El álbum no tuvo éxito y dentro del grupo tampoco era aceptado. Era muy costoso para llevarlo de gira. Pero fue muy influyente para el rock psicodélico, la música progresiva e incluso el art rock. Fue lanzado en mayo de 1966 e hizo el camino mucho más fácil para “Sgt. Peppers”.

Un mes antes, en abril, salió el “Aftermath” de Los Rolling Stones, un álbum que también significó un cambio importante en el grupo. Era el primero que incluía solamente canciones propias de Keith Richards y Mick Jagger. 14 temas en total, forzando la capacidad del vinilo. Brian Jones experimentó con todo tipo de instrumentos, desde el salterio a las marimbas, xilófono, saxo y otros más. El álbum incluía varios éxitos, entre ellos “Under My Thumb” y “Out of Time”, pero también temas que anticipaban el camino que los Stones iban a tomar, como la improvisación “Going Home”, de 11 minutos, un blues que puede equipararse a los temas del “Exile on Main Street”, de 1972.

La versión americana del álbum fue lanzada en julio. Aunque tenía menos temas, incluía una joya: “Paint it Black”, una canción oscura, donde Jones se luce en el sitar, y Charly Watts casi perfora los tambores.

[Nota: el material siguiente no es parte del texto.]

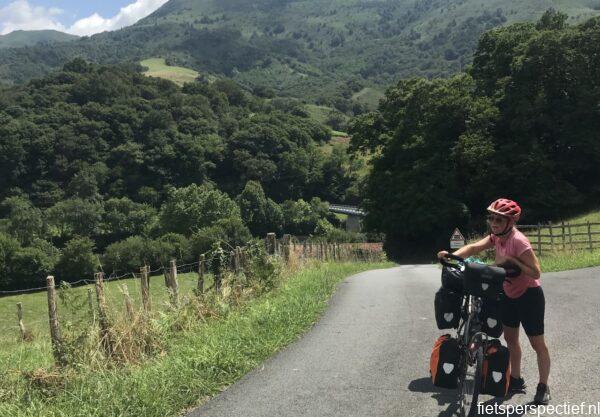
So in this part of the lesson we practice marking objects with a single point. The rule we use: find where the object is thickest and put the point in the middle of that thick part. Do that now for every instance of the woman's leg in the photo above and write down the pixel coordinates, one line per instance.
(511, 335)
(538, 343)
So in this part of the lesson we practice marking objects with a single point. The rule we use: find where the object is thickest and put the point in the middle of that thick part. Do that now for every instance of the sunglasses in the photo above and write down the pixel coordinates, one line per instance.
(496, 219)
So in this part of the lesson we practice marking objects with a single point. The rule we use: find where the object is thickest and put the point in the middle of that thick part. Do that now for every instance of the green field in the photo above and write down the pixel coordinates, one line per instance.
(35, 314)
(198, 361)
(568, 253)
(369, 97)
(157, 67)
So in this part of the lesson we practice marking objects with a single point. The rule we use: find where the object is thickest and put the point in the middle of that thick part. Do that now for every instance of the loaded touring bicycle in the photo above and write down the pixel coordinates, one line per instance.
(474, 361)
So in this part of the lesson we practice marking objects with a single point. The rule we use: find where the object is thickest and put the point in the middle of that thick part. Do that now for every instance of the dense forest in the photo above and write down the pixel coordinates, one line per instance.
(103, 166)
(522, 123)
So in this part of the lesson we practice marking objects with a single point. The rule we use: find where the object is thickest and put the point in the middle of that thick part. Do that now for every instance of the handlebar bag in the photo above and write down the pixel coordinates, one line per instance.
(483, 280)
(490, 317)
(496, 369)
(444, 362)
(447, 308)
(452, 279)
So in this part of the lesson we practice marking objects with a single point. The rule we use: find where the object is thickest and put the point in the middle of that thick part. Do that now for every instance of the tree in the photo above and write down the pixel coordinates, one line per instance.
(73, 217)
(195, 206)
(230, 232)
(9, 246)
(261, 214)
(24, 221)
(78, 260)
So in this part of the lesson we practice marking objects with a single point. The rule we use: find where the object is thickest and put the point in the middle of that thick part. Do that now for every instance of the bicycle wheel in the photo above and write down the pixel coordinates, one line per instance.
(470, 382)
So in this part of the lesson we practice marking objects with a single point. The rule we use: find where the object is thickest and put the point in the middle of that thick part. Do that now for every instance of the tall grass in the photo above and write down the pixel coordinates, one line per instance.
(201, 352)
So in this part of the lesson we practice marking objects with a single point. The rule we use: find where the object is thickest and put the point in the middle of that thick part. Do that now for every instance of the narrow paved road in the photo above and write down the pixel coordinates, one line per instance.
(369, 354)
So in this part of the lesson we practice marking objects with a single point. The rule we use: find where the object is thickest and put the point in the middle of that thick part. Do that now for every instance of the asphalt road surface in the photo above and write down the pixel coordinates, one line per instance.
(369, 353)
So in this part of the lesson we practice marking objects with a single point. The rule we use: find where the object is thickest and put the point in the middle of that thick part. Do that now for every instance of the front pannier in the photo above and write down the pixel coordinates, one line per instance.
(496, 369)
(484, 280)
(444, 362)
(452, 279)
(447, 308)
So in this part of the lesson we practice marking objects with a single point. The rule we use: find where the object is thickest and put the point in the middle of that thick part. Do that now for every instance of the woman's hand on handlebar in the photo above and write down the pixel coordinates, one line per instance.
(443, 254)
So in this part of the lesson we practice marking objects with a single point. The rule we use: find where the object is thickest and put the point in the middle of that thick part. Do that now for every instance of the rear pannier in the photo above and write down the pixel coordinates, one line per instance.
(490, 317)
(444, 362)
(496, 369)
(447, 308)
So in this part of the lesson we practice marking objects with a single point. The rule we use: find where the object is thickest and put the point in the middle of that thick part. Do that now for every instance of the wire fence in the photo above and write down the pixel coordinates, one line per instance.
(126, 295)
(563, 236)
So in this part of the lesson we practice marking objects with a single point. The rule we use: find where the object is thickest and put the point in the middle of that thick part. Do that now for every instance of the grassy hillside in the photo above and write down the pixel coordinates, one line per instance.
(157, 67)
(20, 38)
(201, 353)
(305, 49)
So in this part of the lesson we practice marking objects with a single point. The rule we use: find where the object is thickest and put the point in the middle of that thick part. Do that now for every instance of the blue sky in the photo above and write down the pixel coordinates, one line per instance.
(77, 9)
(80, 17)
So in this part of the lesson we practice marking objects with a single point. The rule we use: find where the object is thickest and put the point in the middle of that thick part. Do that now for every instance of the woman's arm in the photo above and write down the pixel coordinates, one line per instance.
(528, 262)
(470, 249)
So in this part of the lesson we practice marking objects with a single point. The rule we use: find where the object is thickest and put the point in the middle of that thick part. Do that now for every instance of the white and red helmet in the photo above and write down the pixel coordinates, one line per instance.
(507, 208)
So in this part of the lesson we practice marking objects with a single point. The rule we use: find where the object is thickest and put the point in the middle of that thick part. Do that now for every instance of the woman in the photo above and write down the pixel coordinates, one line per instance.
(524, 302)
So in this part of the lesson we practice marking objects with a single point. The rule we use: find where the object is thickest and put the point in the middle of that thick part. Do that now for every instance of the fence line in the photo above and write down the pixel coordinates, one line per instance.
(562, 236)
(235, 262)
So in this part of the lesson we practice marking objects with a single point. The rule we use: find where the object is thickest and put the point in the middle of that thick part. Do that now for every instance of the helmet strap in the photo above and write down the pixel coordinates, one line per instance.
(506, 230)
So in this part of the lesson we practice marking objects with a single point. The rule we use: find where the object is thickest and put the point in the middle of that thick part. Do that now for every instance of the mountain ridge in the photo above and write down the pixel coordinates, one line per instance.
(303, 49)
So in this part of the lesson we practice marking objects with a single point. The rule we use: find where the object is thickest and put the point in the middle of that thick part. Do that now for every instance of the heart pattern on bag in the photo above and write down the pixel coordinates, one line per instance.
(492, 322)
(448, 367)
(496, 376)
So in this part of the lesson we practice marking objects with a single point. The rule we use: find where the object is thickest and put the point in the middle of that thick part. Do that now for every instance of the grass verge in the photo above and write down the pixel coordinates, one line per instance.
(199, 362)
(563, 261)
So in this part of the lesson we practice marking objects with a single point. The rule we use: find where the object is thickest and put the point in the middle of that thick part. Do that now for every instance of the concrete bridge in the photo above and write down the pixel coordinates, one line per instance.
(353, 222)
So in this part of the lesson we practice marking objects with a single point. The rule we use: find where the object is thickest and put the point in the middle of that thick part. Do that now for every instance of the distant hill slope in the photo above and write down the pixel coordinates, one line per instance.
(323, 50)
(20, 38)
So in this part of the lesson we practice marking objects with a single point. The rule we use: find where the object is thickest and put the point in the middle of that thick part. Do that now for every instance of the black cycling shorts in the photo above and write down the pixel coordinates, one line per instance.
(528, 309)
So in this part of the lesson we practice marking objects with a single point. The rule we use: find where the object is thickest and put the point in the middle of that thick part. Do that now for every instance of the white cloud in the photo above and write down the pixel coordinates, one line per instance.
(21, 15)
(127, 16)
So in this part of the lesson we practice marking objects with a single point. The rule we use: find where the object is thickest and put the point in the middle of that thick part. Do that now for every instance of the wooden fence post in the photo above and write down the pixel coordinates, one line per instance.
(285, 244)
(173, 284)
(236, 261)
(201, 274)
(21, 324)
(128, 304)
(103, 315)
(539, 239)
(271, 241)
(145, 289)
(570, 236)
(57, 349)
(91, 306)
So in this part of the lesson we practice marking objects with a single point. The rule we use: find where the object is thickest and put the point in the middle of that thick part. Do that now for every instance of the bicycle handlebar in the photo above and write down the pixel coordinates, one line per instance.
(512, 271)
(444, 262)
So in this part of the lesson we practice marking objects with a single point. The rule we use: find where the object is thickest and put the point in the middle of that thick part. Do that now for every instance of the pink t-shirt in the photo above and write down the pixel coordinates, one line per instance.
(515, 245)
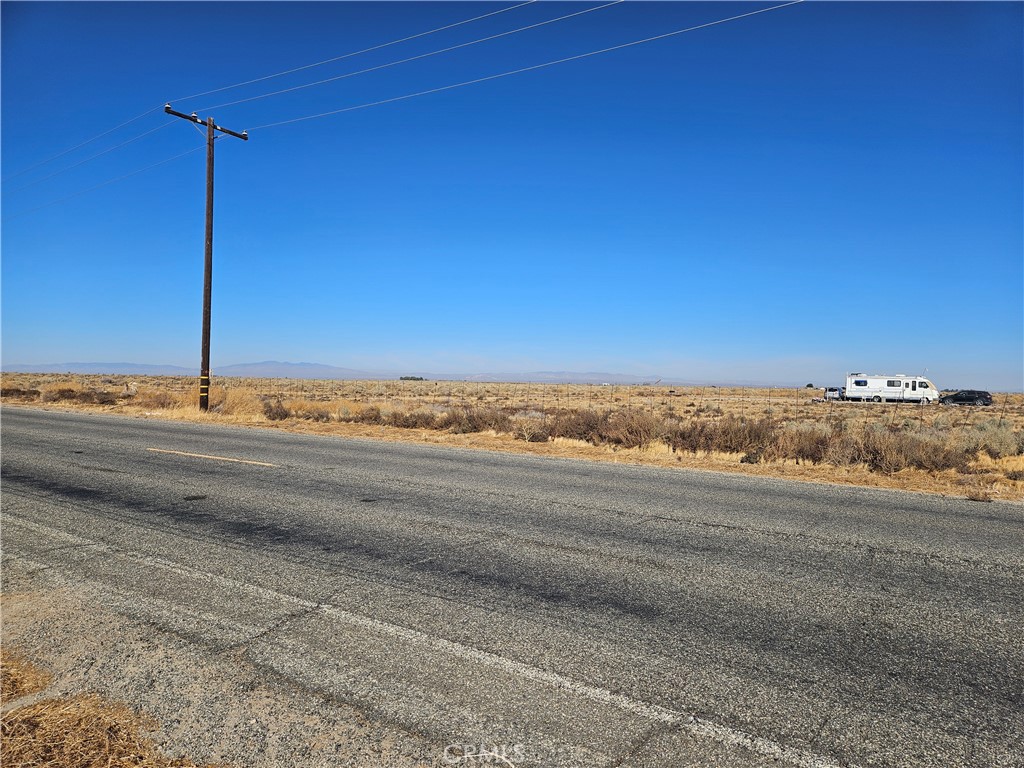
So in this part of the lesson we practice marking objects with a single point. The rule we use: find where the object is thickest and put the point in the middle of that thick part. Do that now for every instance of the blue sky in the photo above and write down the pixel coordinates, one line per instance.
(780, 199)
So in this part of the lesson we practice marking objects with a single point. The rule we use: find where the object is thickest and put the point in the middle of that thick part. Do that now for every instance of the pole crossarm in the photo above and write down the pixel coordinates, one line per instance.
(194, 118)
(211, 128)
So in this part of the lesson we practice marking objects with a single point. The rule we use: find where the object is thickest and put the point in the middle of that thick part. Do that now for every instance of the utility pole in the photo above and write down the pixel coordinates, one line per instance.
(211, 129)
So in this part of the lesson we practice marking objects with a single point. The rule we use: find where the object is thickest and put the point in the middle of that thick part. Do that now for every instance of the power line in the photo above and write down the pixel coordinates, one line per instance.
(256, 80)
(524, 69)
(354, 53)
(84, 143)
(407, 60)
(97, 155)
(103, 183)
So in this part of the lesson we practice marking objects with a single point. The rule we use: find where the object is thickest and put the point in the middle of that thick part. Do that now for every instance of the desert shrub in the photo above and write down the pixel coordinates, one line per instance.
(274, 410)
(736, 434)
(151, 397)
(236, 401)
(634, 428)
(692, 436)
(995, 437)
(803, 441)
(467, 420)
(412, 420)
(308, 410)
(890, 451)
(17, 393)
(530, 430)
(369, 415)
(60, 392)
(590, 426)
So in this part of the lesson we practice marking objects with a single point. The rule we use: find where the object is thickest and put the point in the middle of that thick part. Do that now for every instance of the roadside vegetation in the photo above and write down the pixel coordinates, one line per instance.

Por su parte, Bob Dylan también se animaba con una canción de 11 minutos, “Sad-eyed Lady of the Lowlands”, que ocupaba todo un lado de su álbum “Blonde on Blonde”, lanzado en junio de 1966, el primer doble del rock, publicado semanas antes del “Freak Out!” de Frank Zappa and The Mothers of Invention, también editado en dos vinilos.

Blonde on Blonde” presenta a un Bob Dylan en estado de gracia, con canciones surrealistas traducidas en baladas tristes, blues furiosos, rock palpitante, pero, sobre todo, mucho country. Fue grabado en Nashville, con músicos locales que le dieron el clima local al álbum. Un álbum que rompía esquemas desde la portada, que mostraba a Dylan fuera de foco.

1966, un año glorioso que también vio nacer a otras joyas: “Face to Face”, de The Kinks; “The Psychedelic Sounds of the 13th Floor Elevators”; “John Mayall’s Blues Breakers with Eric Clapton, “Roger the Engineer”, de The Yardbirds. Cada uno diferente en su estilo y que afianzaban al rock como medio de expresión artístico.